Date:   August 7, 2014
 
/s/ James Reed McKnight, Jr.
James Reed McKnight, Jr.
Executive Vice President and Chief Financial Officer





Exhibit 32
CERTIFICATION OF QUARTERLY REPORT ON FORM 10-Q
OF DIVERSICARE HEALTHCARE SERVICES, INC.
FOR THE QUARTER ENDED JUNE 30, 2014
The undersigned hereby certify, pursuant to 18 U.S.C. Section 1350, as adopted pursuant to Section 906 of the Sarbanes-Oxley Act of 2002, that, to the undersigned’s best knowledge and belief, the Quarterly Report on Form 10-Q for Diversicare Healthcare Services, Inc. (the “Company”) for the period ending June 30, 2014 as filed with the Securities and Exchange Commission on the date hereof (the “Report”):
(a)
fully complies with the requirements of section 13(a) or 15(d) of the Securities Exchange Act of 1934; and
(b)
the information contained in the Report fairly presents, in all material respects, the financial condition and results of operations of the Company.

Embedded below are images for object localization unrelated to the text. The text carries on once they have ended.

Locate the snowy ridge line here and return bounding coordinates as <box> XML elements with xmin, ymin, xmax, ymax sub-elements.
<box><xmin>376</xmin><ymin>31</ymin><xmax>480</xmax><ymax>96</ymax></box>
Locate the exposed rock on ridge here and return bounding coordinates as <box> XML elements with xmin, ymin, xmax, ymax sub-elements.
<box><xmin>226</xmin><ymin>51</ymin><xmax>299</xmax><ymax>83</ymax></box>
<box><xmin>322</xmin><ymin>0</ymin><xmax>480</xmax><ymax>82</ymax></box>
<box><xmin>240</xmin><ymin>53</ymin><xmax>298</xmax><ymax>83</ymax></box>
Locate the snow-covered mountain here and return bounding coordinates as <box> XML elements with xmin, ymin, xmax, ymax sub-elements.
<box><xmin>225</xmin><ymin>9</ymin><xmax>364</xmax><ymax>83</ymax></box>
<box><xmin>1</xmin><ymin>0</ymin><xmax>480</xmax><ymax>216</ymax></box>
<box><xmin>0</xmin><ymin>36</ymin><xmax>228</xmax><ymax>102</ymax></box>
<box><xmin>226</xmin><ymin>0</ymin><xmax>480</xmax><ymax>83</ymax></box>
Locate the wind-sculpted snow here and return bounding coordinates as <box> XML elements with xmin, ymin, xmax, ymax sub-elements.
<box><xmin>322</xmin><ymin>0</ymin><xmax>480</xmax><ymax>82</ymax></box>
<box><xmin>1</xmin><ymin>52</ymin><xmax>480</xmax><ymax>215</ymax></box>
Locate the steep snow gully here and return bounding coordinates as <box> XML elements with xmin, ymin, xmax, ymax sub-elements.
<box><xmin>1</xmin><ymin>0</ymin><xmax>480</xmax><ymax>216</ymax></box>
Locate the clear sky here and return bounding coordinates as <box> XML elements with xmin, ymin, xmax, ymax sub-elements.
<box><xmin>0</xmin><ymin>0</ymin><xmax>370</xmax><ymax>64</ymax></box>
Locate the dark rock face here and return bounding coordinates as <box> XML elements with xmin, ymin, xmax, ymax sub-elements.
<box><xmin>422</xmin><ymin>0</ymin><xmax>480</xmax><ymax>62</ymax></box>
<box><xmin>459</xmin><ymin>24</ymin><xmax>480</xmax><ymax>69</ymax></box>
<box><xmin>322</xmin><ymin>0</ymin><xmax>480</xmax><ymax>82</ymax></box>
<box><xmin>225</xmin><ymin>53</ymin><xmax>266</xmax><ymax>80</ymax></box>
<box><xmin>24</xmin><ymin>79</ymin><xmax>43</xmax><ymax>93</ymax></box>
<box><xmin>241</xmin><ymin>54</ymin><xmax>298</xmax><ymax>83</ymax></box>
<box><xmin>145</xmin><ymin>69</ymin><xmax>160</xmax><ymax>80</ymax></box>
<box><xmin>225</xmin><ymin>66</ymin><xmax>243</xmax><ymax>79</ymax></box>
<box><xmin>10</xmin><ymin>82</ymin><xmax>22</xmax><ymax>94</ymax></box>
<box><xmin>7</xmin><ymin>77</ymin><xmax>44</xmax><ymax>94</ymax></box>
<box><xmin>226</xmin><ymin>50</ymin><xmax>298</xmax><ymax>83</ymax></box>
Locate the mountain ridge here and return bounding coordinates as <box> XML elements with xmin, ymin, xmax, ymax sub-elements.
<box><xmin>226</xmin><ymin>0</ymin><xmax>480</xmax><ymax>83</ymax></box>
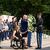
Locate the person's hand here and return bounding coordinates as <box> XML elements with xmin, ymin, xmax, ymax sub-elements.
<box><xmin>20</xmin><ymin>33</ymin><xmax>22</xmax><ymax>37</ymax></box>
<box><xmin>1</xmin><ymin>30</ymin><xmax>4</xmax><ymax>32</ymax></box>
<box><xmin>0</xmin><ymin>31</ymin><xmax>1</xmax><ymax>33</ymax></box>
<box><xmin>23</xmin><ymin>31</ymin><xmax>27</xmax><ymax>34</ymax></box>
<box><xmin>16</xmin><ymin>37</ymin><xmax>19</xmax><ymax>39</ymax></box>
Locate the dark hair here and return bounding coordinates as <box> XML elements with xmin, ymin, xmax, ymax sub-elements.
<box><xmin>12</xmin><ymin>17</ymin><xmax>15</xmax><ymax>20</ymax></box>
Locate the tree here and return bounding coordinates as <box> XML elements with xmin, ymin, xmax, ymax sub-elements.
<box><xmin>0</xmin><ymin>0</ymin><xmax>3</xmax><ymax>15</ymax></box>
<box><xmin>28</xmin><ymin>0</ymin><xmax>50</xmax><ymax>15</ymax></box>
<box><xmin>0</xmin><ymin>0</ymin><xmax>50</xmax><ymax>29</ymax></box>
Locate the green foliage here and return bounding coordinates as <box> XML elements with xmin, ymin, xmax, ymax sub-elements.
<box><xmin>2</xmin><ymin>11</ymin><xmax>11</xmax><ymax>15</ymax></box>
<box><xmin>0</xmin><ymin>0</ymin><xmax>50</xmax><ymax>30</ymax></box>
<box><xmin>27</xmin><ymin>0</ymin><xmax>50</xmax><ymax>14</ymax></box>
<box><xmin>0</xmin><ymin>0</ymin><xmax>50</xmax><ymax>15</ymax></box>
<box><xmin>28</xmin><ymin>0</ymin><xmax>41</xmax><ymax>5</ymax></box>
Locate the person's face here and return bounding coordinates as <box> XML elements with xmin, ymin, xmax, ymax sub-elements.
<box><xmin>37</xmin><ymin>13</ymin><xmax>42</xmax><ymax>19</ymax></box>
<box><xmin>23</xmin><ymin>15</ymin><xmax>28</xmax><ymax>21</ymax></box>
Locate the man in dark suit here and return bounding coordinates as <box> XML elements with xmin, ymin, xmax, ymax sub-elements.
<box><xmin>36</xmin><ymin>12</ymin><xmax>43</xmax><ymax>49</ymax></box>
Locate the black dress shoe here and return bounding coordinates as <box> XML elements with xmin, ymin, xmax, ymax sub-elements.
<box><xmin>0</xmin><ymin>46</ymin><xmax>2</xmax><ymax>48</ymax></box>
<box><xmin>10</xmin><ymin>45</ymin><xmax>13</xmax><ymax>47</ymax></box>
<box><xmin>28</xmin><ymin>46</ymin><xmax>32</xmax><ymax>47</ymax></box>
<box><xmin>12</xmin><ymin>44</ymin><xmax>16</xmax><ymax>47</ymax></box>
<box><xmin>35</xmin><ymin>47</ymin><xmax>41</xmax><ymax>49</ymax></box>
<box><xmin>10</xmin><ymin>45</ymin><xmax>12</xmax><ymax>47</ymax></box>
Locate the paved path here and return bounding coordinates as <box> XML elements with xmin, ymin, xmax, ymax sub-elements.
<box><xmin>0</xmin><ymin>32</ymin><xmax>50</xmax><ymax>50</ymax></box>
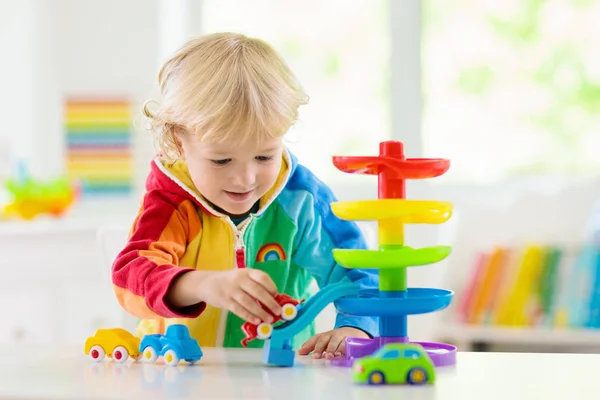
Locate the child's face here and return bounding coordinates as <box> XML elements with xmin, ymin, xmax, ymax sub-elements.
<box><xmin>178</xmin><ymin>135</ymin><xmax>284</xmax><ymax>218</ymax></box>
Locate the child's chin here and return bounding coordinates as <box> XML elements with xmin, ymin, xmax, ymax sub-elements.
<box><xmin>222</xmin><ymin>203</ymin><xmax>253</xmax><ymax>217</ymax></box>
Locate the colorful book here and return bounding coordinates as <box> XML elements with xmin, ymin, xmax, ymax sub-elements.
<box><xmin>490</xmin><ymin>248</ymin><xmax>520</xmax><ymax>325</ymax></box>
<box><xmin>566</xmin><ymin>246</ymin><xmax>596</xmax><ymax>327</ymax></box>
<box><xmin>467</xmin><ymin>247</ymin><xmax>506</xmax><ymax>324</ymax></box>
<box><xmin>538</xmin><ymin>246</ymin><xmax>561</xmax><ymax>326</ymax></box>
<box><xmin>585</xmin><ymin>247</ymin><xmax>600</xmax><ymax>328</ymax></box>
<box><xmin>457</xmin><ymin>251</ymin><xmax>489</xmax><ymax>323</ymax></box>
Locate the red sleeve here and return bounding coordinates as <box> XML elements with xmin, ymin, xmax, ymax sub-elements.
<box><xmin>111</xmin><ymin>189</ymin><xmax>205</xmax><ymax>319</ymax></box>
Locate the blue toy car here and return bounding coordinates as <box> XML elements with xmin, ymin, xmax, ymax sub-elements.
<box><xmin>139</xmin><ymin>324</ymin><xmax>203</xmax><ymax>366</ymax></box>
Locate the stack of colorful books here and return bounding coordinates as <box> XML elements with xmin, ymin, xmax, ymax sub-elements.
<box><xmin>457</xmin><ymin>244</ymin><xmax>600</xmax><ymax>329</ymax></box>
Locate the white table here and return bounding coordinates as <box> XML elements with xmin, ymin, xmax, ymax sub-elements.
<box><xmin>0</xmin><ymin>345</ymin><xmax>598</xmax><ymax>399</ymax></box>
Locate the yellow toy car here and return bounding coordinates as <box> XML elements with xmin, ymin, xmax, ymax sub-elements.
<box><xmin>84</xmin><ymin>328</ymin><xmax>141</xmax><ymax>363</ymax></box>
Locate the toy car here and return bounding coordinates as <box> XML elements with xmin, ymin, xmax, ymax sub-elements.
<box><xmin>241</xmin><ymin>293</ymin><xmax>304</xmax><ymax>347</ymax></box>
<box><xmin>139</xmin><ymin>324</ymin><xmax>203</xmax><ymax>366</ymax></box>
<box><xmin>84</xmin><ymin>328</ymin><xmax>141</xmax><ymax>363</ymax></box>
<box><xmin>352</xmin><ymin>343</ymin><xmax>436</xmax><ymax>385</ymax></box>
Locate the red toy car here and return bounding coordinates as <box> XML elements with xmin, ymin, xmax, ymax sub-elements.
<box><xmin>241</xmin><ymin>293</ymin><xmax>304</xmax><ymax>347</ymax></box>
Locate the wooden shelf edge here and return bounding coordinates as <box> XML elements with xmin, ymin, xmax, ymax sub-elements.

This Certification is executed as of August 7, 2014 .

 
 
/s/ Kelly J. Gill
Kelly J. Gill
Chief Executive Officer
 
/s/ James Reed McKnight, Jr.
James Reed McKnight, Jr.
Executive Vice President and Chief Financial Officer
A signed original of this written statement required by Section 906 of the Sarbanes-Oxley Act of 2002 has been provided to the Company and will be retained by the Company and furnished to the Securities and Exchange Commission or its staff upon request.